What do pointy teeth, garlic, and a wooden stake have in common? They are all paraphernalia associated with the vampires of legend. Where did this legend originate and why the pointy teeth?
Stories about beings who consume the blood of the living stretch back for hundreds, if not thousands, of years. Ancient Persian and Greek cultures each had vivid tales describing the activities of creatures that roamed the earth, usually in darkness, and preyed upon hapless men, women, and children.
Medieval and European folklore is rich with myths describing fanged creatures leaving victims with bites on their necks and throats. These beliefs became more widespread and accepted in the late 17th and 18th centuries, leading to cases of mass hysteria. Superstitions arose that garlic, crucifixes, and other talismans could ward off vampires. Villagers adopted many methods to end a vampire’s reign, including driving stakes through the heart and arms and legs to ensure the body could not rise from its grave. Sounds gruesome—but not as gruesome as the fate awaiting the vampire’s victims.
In 1897 Bram Stoker wrote about the vampire Dracula. Incorporating a “real life” vampire, “Vlad the Impaler,” his book captured the imagination of Victorian readers. Together with folkloric tradition Dracula evolved into the “modern” fictional vampire. By the late 20th century, vampires in literature were sometimes seen as tragic heroes rather than evil monsters. Ann Rice’s Interview With The Vampire was a huge hit with readers, and was made into a blockbuster movie. Vampires and their ilk can now be found in movies and on television screens everywhere. Stories range from horror to sympathetic “victim” to cartoon vampires that hurt no one. It appears that fascination with vampires and their stories will continue to entertain us for many years to come.
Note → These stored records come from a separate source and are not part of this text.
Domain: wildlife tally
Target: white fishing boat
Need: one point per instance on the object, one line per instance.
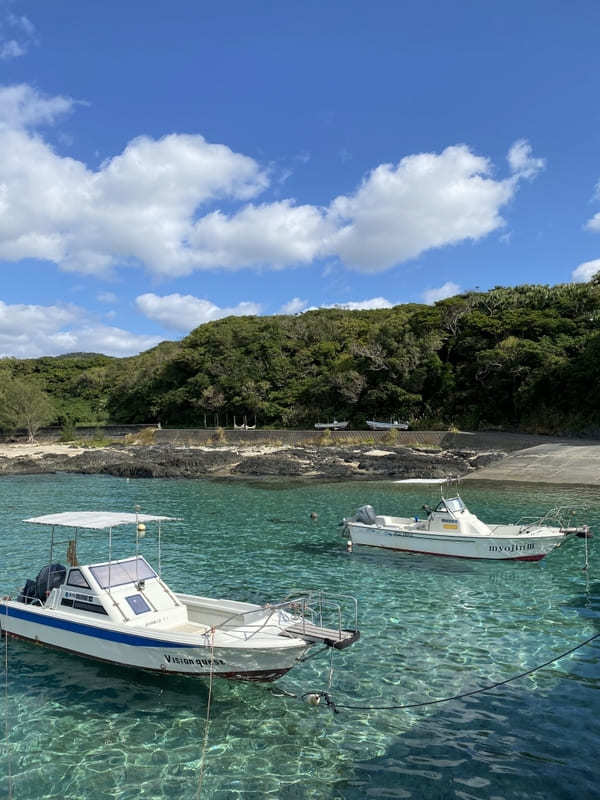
(392, 425)
(450, 529)
(121, 611)
(331, 426)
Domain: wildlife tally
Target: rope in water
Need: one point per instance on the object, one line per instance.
(6, 726)
(205, 741)
(336, 706)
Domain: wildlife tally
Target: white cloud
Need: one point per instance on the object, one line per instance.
(160, 204)
(28, 331)
(24, 31)
(425, 201)
(21, 106)
(297, 306)
(185, 312)
(274, 234)
(593, 224)
(521, 162)
(586, 271)
(448, 289)
(10, 48)
(107, 297)
(362, 305)
(294, 306)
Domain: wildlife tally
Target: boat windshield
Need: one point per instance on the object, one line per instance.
(121, 572)
(452, 504)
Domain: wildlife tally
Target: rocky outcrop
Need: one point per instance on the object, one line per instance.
(314, 462)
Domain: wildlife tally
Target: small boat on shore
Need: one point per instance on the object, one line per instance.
(392, 425)
(122, 612)
(450, 529)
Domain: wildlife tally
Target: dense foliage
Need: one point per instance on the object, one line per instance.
(524, 358)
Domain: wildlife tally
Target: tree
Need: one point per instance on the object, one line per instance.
(24, 405)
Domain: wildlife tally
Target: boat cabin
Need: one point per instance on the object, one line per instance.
(451, 515)
(126, 591)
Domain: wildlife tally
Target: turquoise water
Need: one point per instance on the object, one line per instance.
(431, 627)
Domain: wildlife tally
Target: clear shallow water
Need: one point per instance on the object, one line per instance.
(430, 627)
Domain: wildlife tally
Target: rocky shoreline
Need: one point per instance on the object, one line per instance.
(359, 462)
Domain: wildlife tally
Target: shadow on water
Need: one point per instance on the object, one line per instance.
(484, 746)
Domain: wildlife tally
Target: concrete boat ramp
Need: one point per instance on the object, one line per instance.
(566, 463)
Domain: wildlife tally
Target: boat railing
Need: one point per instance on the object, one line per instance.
(558, 516)
(310, 608)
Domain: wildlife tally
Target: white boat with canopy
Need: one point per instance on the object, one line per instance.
(450, 529)
(121, 611)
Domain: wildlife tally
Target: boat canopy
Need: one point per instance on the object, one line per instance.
(96, 520)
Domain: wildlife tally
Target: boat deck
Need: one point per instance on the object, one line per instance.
(329, 636)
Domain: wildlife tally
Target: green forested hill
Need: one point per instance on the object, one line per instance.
(526, 358)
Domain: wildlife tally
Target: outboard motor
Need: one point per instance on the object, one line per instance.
(27, 594)
(49, 577)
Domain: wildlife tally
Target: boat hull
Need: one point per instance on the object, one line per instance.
(130, 648)
(505, 548)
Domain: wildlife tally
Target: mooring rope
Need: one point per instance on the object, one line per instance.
(6, 725)
(205, 741)
(311, 696)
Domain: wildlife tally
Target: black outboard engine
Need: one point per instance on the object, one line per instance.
(49, 577)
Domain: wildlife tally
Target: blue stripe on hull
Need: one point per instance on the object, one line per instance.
(89, 630)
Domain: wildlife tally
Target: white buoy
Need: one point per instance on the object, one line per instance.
(312, 699)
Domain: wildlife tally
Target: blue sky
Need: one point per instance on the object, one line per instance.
(163, 164)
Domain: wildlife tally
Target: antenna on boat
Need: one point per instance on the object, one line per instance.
(137, 541)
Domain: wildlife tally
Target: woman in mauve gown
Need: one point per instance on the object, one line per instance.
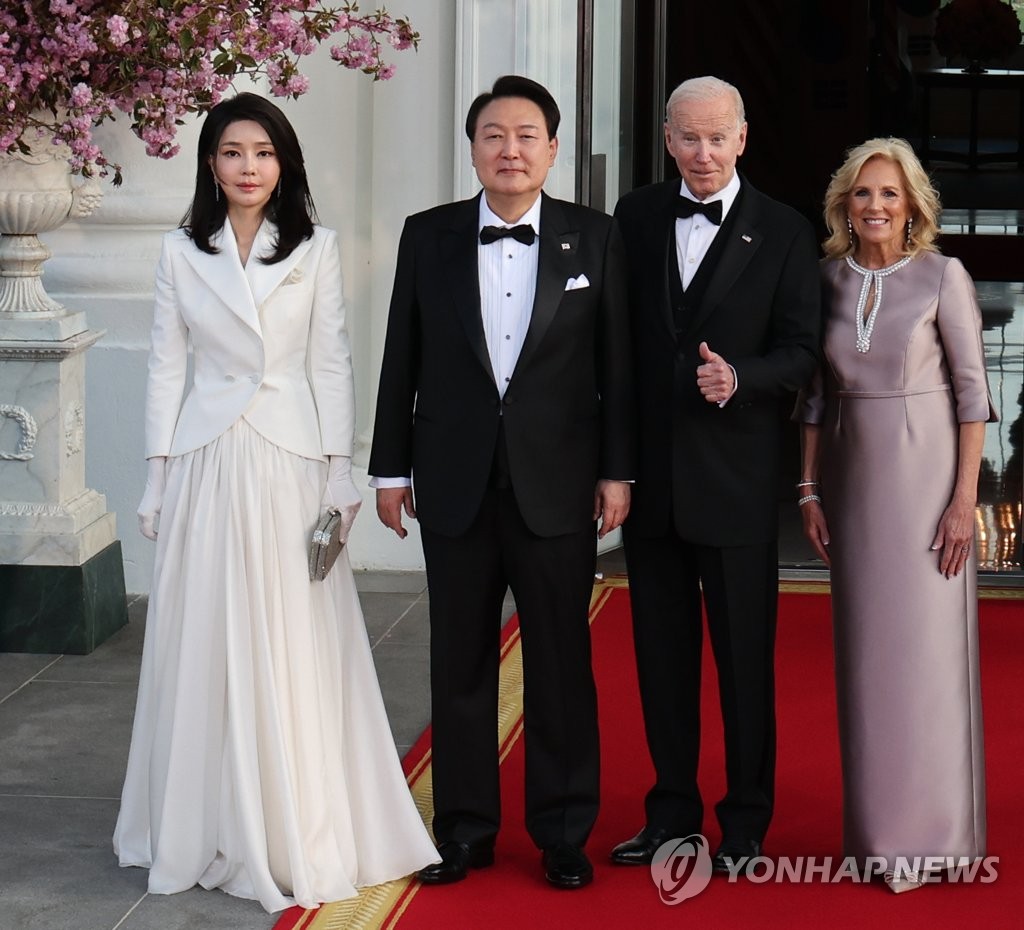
(892, 433)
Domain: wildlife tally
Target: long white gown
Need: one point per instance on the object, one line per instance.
(261, 759)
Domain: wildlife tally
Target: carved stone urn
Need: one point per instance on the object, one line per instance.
(60, 568)
(37, 195)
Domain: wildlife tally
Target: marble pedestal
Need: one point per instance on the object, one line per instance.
(61, 579)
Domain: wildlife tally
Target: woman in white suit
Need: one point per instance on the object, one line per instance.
(261, 760)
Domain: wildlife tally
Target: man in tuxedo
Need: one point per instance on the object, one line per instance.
(506, 395)
(724, 304)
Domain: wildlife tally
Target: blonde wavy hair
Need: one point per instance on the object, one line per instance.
(924, 199)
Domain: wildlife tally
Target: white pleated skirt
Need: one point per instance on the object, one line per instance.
(261, 759)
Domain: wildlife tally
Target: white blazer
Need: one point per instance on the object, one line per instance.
(268, 344)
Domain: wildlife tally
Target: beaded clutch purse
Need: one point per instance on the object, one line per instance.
(326, 545)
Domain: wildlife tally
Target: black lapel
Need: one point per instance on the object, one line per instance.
(557, 258)
(743, 242)
(458, 251)
(664, 237)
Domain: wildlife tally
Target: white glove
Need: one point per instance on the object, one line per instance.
(153, 497)
(342, 493)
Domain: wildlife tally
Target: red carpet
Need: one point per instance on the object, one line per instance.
(513, 894)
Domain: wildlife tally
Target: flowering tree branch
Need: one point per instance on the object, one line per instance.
(67, 66)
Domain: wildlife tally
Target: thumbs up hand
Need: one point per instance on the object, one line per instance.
(716, 379)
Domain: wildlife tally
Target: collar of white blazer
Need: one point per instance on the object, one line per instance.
(243, 289)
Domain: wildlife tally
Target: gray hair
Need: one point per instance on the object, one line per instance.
(706, 88)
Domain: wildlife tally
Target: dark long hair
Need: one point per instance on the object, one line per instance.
(292, 210)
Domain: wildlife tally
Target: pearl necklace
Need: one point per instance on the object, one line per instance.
(870, 276)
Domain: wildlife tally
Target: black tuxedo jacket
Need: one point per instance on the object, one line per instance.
(761, 313)
(567, 409)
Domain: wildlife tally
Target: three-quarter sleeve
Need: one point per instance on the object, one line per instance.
(168, 361)
(958, 321)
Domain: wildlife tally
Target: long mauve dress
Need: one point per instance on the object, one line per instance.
(905, 636)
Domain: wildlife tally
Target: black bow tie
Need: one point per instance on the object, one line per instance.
(523, 234)
(713, 209)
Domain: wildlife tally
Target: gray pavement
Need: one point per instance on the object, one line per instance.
(65, 727)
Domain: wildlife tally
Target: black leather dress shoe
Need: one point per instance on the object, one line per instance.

Whether a couple or a group, creating a “vampire” and “victims” is a great costume idea. Dress the vampire all in black with pointy teeth available at costume stores. Face makeup can create any “personality” desired, from ghoulish to tragic to romantic. The “victims” can dress as anything from medieval villagers to modern hipsters, but be sure to string cloves of fresh garlic into necklaces for them to wear and locate plenty of stakes for them to carry to complete the vignette. But whatever your costume – have a Happy Halloween!